Sudoku Solver - Backtracking Algorithm A powerful and efficient Sudoku solver implemented in C++ using the Recursive Backtracking technique. This program can solve any valid 9x9 Sudoku puzzle, from easy to expert levels, by exploring all possible solutions and navigating through the decision tree.

🚀 How it Works The solver uses a "brute-force with intelligence" approach called Backtracking:

Find an empty cell: The algorithm searches for the first cell containing a 0.

Attempt placements: It tries placing numbers from 1 to 9 in that cell.

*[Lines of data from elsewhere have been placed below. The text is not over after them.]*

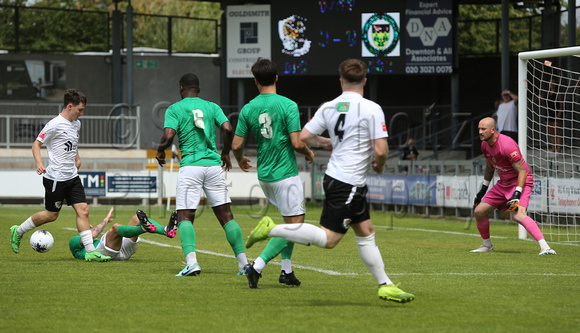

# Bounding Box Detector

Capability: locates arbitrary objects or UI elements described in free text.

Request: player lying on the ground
[69,207,177,260]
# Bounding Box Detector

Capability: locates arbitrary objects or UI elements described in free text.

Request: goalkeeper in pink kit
[471,118,556,255]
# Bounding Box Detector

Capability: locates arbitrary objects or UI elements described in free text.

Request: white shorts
[260,176,306,217]
[175,165,232,210]
[97,231,139,260]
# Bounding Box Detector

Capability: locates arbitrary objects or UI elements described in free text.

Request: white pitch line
[375,225,580,246]
[141,238,358,275]
[63,226,580,277]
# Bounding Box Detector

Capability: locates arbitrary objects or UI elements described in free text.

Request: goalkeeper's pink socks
[520,216,544,242]
[475,217,490,239]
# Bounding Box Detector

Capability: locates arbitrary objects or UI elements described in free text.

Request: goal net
[518,47,580,242]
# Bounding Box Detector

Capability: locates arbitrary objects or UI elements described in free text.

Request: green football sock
[222,220,246,256]
[117,225,146,238]
[149,218,167,236]
[178,221,195,256]
[260,237,293,263]
[280,242,294,260]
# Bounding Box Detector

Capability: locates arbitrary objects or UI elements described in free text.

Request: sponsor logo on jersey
[342,219,352,229]
[510,149,520,159]
[336,102,350,112]
[64,141,73,151]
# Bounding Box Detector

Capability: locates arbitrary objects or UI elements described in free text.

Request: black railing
[0,5,220,54]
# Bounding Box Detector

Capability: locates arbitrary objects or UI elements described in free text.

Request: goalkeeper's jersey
[68,236,101,260]
[481,134,534,186]
[304,91,389,187]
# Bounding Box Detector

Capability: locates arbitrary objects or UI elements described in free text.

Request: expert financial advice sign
[226,5,271,78]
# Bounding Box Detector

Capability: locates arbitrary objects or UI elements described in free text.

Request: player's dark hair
[179,73,199,91]
[252,58,278,86]
[64,89,87,107]
[338,59,368,83]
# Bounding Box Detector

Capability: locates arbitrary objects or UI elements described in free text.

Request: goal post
[518,46,580,242]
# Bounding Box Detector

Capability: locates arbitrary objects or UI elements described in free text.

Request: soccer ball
[30,230,54,253]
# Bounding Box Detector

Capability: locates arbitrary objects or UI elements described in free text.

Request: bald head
[478,117,497,145]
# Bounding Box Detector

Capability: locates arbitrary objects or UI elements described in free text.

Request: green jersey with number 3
[236,94,301,183]
[164,97,228,166]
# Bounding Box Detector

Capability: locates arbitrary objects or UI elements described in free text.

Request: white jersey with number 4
[36,115,81,181]
[304,91,389,186]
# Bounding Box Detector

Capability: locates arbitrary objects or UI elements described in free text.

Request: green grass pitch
[0,206,580,332]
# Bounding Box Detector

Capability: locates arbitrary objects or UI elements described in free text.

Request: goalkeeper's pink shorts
[482,181,532,211]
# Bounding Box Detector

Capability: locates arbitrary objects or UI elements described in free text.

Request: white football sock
[16,216,36,236]
[236,252,248,269]
[282,259,292,273]
[355,233,393,284]
[253,257,266,274]
[270,223,326,248]
[79,230,95,252]
[185,251,197,266]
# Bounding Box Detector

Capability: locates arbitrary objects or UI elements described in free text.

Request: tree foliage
[457,5,541,55]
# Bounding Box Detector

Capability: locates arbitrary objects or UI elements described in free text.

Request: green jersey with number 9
[164,97,228,166]
[236,94,301,183]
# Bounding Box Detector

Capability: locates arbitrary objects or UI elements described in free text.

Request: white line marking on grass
[140,238,358,275]
[390,273,580,277]
[375,225,580,246]
[63,226,580,277]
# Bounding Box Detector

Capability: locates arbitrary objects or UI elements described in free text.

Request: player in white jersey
[10,89,111,261]
[249,59,415,303]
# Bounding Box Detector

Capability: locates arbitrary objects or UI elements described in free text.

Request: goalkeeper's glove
[473,180,489,209]
[506,186,522,212]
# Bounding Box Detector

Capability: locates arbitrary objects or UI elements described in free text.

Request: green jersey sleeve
[236,106,248,138]
[286,103,302,133]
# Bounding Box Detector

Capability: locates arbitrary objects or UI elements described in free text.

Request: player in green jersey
[233,58,330,288]
[155,73,248,276]
[69,207,176,260]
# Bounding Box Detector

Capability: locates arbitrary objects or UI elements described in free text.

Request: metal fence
[0,4,220,55]
[0,103,141,149]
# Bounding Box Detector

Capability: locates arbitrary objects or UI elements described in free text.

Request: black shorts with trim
[320,175,370,234]
[42,176,87,212]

Validation: For every number placed, it checks three mandatory Sudoku rules:

Row Uniqueness: The number must not already exist in the same row.

Column Uniqueness: The number must not already exist in the same column.

3x3 Grid Uniqueness: The number must not already exist in its specific 3x3 sub-grid.

Recursion: If the number is valid, it moves to the next empty cell.

Backtrack: If it hits a dead end (no numbers 1-9 work), it resets the current cell to 0 and goes back to the previous step to try a different possibility.

🛠️ Technical Features Language: C++

Paradigm: Procedural programming with recursion.

Optimization: Uses a fast validation check and stops immediately after the first solution is found to save CPU resources.

Memory Efficiency: Uses a minimal 2D array structure.

📖 How to Use Compilation: Use a C++ compiler like g++:

Bash : g++ -o sudoku_solver main.cpp

Input: Enter the 81 numbers of your Sudoku grid row by row. Use 0 for empty spaces. Input Example:

5 3 0 0 7 0 0 0 0 6 0 0 1 9 5 0 0 0 0 9 8 0 0 0 0 6 0 8 0 0 0 6 0 0 0 3 4 0 0 8 0 3 0 0 1 7 0 0 0 2 0 0 0 6 0 6 0 0 0 0 2 8 0 0 0 0 4 1 9 0 0 5 0 0 0 0 8 0 0 7 9

Return: 5 3 4 6 7 8 9 1 2 6 7 2 1 9 5 3 4 8 1 9 8 3 4 2 5 6 7 8 5 9 7 6 1 4 2 3 4 2 6 8 5 3 7 9 1 7 1 3 9 2 4 8 5 6 9 6 1 5 3 7 2 8 4 2 8 7 4 1 9 6 3 5 3 4 5 2 8 6 1 7 9

🧠 Lessons Learned While building this project, I deepened my understanding of:

Recursive Algorithms: Managing the function call stack and base cases.

Matrix Manipulation: Navigating 2D arrays and calculating sub-grid boundaries.

Logical Debugging: Handling edge cases where numbers validate themselves accidentally.

Developed as a study in algorithmic efficiency and problem-solving.